L’espressione “phase out” circola da tempo nel contesto delle Cop, le conferences of parties, e racchiude un obiettivo importantissimo: l’eliminazione delle fonti fossili. Sarà possibile raggiungerlo?

Il tema del phase out, ovvero il superamento graduale dei combustibili fossili, è stato ampiamente dibattuto durante la Cop28, il vertice internazionale sulla crisi climatica che si è concluso il 12 dicembre 2023 a Dubai, negli Emirati Arabi. Una sede di per sé eloquente (e molto discussa) rispetto all’argomento petrolio. L’Unione europea è la più determinata ad affermare il concetto dell’abbandono graduale – ma certo e totale – delle fonti fossili. Un’ipotesi contrastata da India, Russia, Iran e Paesi del Golfo. Alla fine, come vedremo, l’espressione “phase out” è stata cancellata dal documento finale, pur riaffermando la necessità di “transitare” al di fuori di un’economia basata sui combustibili fossili. Questione di forma o sostanza?

Phase out significato

Phase out significa, letteralmente, eliminazione progressiva o graduale. Il termine è stato introdotto nel contesto delle Cop – Conferences of parties – i vertici mondiali sui cambiamenti climatici, per affrontare il tema del superamento delle fonti fossili necessario a mitigare la crisi climatica.

Cosa è il phase out?

Il termine si riferisce all’eliminazione graduale dei combustibili fossili dai sistemi economici dei Paesi delle Nazioni Unite. In passato si è parlato anche di phase down, una riduzione graduale delle fonti fossili, senza fare riferimento ad un superamento totale. Una soluzione sicuramente insufficiente. Da sempre, gli Stati membri dell’OPEC, l’organizzazione dei Paesi che esportano petrolio, si oppongono per ovvie ragioni al phase down, che tuttavia è ormai appurato essere l’unica strada percorribile per mantenere il surriscaldamento globale al di sotto degli 1,5 gradi. 

Phase out Cop28

Nel corso della Cop28 di Dubai, che si è conclusa il 12 dicembre 2023, è stato introdotto un nuovo concetto al posto di phase out: quello del “transitioning away”, transitare fuori. Il termine phase out non esiste più. Il testo finale del vertice afferma che è necessario “Abbandonare i combustibili fossili nei sistemi energetici, in modo giusto, ordinato ed equo. Accelerando l’azione in questo decennio critico, in modo da raggiungere lo zero netto entro il 2050, in accordo con la scienza”. Nel testo si parla anche di “triplicare le fonti rinnovabili e raddoppiare la media globale del tasso annuo di efficienza energetica” entro il 2030.

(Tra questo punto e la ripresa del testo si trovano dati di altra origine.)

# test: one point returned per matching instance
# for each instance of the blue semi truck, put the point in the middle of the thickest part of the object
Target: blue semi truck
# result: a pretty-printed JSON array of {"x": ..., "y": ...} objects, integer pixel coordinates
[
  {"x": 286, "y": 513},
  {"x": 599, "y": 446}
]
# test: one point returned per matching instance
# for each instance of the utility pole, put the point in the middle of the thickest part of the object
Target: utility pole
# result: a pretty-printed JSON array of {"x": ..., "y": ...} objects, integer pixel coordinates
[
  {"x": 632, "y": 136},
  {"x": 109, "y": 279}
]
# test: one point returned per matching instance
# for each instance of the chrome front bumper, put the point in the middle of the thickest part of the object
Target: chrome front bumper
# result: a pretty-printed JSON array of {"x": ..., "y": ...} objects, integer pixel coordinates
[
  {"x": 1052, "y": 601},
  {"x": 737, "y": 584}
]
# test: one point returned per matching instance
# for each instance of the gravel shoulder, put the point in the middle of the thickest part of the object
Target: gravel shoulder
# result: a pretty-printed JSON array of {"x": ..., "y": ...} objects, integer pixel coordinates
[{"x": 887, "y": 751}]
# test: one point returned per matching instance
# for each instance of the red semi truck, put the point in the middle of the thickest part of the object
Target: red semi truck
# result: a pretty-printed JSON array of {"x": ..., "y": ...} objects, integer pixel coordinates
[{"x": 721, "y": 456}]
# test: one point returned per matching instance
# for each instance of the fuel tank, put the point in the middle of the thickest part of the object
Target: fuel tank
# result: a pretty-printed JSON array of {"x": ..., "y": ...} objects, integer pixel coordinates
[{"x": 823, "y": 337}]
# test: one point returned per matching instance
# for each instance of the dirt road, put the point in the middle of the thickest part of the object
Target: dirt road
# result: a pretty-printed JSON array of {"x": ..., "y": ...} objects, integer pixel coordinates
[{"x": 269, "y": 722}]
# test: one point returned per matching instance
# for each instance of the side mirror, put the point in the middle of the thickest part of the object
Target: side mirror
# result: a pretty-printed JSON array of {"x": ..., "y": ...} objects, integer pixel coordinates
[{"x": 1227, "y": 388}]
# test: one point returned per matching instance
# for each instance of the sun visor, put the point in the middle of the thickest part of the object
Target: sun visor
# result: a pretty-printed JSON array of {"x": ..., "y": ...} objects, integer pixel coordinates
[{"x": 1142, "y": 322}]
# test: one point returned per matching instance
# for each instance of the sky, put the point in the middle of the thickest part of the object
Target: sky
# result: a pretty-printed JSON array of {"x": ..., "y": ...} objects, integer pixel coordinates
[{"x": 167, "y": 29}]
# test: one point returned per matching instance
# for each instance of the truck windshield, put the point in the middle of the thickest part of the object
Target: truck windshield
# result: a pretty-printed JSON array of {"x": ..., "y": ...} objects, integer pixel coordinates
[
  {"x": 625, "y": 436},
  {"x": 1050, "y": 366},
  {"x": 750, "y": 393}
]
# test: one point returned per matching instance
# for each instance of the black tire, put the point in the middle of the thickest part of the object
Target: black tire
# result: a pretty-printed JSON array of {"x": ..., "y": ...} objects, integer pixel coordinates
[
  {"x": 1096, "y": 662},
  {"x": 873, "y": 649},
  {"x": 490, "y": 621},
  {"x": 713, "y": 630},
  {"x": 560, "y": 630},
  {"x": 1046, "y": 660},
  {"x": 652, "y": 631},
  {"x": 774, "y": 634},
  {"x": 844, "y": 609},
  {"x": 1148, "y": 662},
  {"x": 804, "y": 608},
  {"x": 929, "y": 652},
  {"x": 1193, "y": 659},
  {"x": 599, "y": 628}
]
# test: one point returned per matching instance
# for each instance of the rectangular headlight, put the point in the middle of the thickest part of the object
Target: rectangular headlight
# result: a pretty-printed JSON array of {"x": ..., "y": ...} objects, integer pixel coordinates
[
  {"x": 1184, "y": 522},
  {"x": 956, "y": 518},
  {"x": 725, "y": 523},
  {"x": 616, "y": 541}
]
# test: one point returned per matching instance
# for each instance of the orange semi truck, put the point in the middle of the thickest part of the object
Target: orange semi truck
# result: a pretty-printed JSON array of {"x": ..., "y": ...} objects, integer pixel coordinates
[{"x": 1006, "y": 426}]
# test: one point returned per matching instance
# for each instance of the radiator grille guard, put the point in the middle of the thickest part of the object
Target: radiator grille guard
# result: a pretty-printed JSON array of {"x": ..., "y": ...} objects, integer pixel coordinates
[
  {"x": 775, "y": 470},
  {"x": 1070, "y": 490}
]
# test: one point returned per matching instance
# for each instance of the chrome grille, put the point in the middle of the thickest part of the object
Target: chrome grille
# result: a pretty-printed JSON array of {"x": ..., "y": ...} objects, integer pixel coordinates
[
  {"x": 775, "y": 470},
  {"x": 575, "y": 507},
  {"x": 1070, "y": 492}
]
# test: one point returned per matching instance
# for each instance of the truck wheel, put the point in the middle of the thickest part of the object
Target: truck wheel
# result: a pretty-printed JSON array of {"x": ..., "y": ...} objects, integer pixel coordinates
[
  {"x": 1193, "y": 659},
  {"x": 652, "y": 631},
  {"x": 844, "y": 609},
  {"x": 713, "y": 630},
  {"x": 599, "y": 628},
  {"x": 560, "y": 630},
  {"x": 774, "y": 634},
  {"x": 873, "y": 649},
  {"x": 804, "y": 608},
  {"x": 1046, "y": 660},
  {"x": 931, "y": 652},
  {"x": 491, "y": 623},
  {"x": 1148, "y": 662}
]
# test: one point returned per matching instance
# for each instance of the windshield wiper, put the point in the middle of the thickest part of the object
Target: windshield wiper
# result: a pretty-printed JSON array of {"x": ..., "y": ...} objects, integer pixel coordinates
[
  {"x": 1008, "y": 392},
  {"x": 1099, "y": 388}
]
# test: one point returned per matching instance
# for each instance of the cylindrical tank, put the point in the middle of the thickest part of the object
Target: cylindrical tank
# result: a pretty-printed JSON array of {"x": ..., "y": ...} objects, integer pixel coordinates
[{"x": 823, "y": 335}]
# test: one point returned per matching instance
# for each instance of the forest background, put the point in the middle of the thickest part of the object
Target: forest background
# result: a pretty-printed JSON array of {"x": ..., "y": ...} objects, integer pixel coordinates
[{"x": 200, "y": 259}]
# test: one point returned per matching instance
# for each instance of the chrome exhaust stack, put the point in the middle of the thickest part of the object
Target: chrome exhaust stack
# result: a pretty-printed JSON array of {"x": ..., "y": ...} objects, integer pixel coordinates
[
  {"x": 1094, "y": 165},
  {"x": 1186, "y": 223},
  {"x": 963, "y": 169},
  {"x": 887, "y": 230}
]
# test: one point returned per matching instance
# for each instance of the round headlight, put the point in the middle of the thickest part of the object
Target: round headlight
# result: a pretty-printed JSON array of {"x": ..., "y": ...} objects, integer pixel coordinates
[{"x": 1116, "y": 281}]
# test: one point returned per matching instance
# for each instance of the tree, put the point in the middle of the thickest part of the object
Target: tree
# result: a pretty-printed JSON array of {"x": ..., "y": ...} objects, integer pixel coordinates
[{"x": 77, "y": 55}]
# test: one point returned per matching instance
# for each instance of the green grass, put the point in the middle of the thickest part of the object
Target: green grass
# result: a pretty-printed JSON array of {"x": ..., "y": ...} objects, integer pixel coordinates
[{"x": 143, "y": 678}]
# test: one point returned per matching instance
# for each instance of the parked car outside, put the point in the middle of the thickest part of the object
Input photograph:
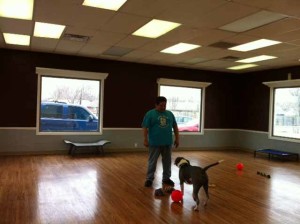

L’esito finale è stato da una parte accolto come un successo (parlando di accordo storico), da altre con meno entusiasmo, in quanto potrebbe prestarsi a diverse interpretazioni. Più nello specifico, sembra che il testo contenga diverse “scappatoie”. Spesso infatti la scelta di un termine al posto di un altro non è una pura formalità. Ma è una scelta dettata da ragioni ben chiare. Di certo, è la prima volta che in un documento finale di una Cop si legge l’espressione “combustibili fossili”, tema che come sappiamo rappresenta un nodo cruciale. Ora vedremo come questo punto verrà concretizzato.

Phase out carbone Italia

Il concetto del phase out è stato ripreso e fatto proprio da diversi Paesi, tra i quali l’Italia. Nell’estate 2023 il ministro dell’Ambiente e della sicurezza energetica, Gilberto Pichetto Fratin, ha firmato un atto di indirizzo. L’obiettivo è rimodulare la produzione di energia elettrica da carbone, olio combustibile, bioliquidi sostenibili e biomasse solide. In sostanza, questo documento prevede di ridurre al minimo le centrali a carbone e di cessare l’utilizzo di olio combustibile. Con l’obiettivo di arrivare – in modo graduale – all’abbandono totale del carbone. Si tratta dunque di un primo passo nella direzione del phase out.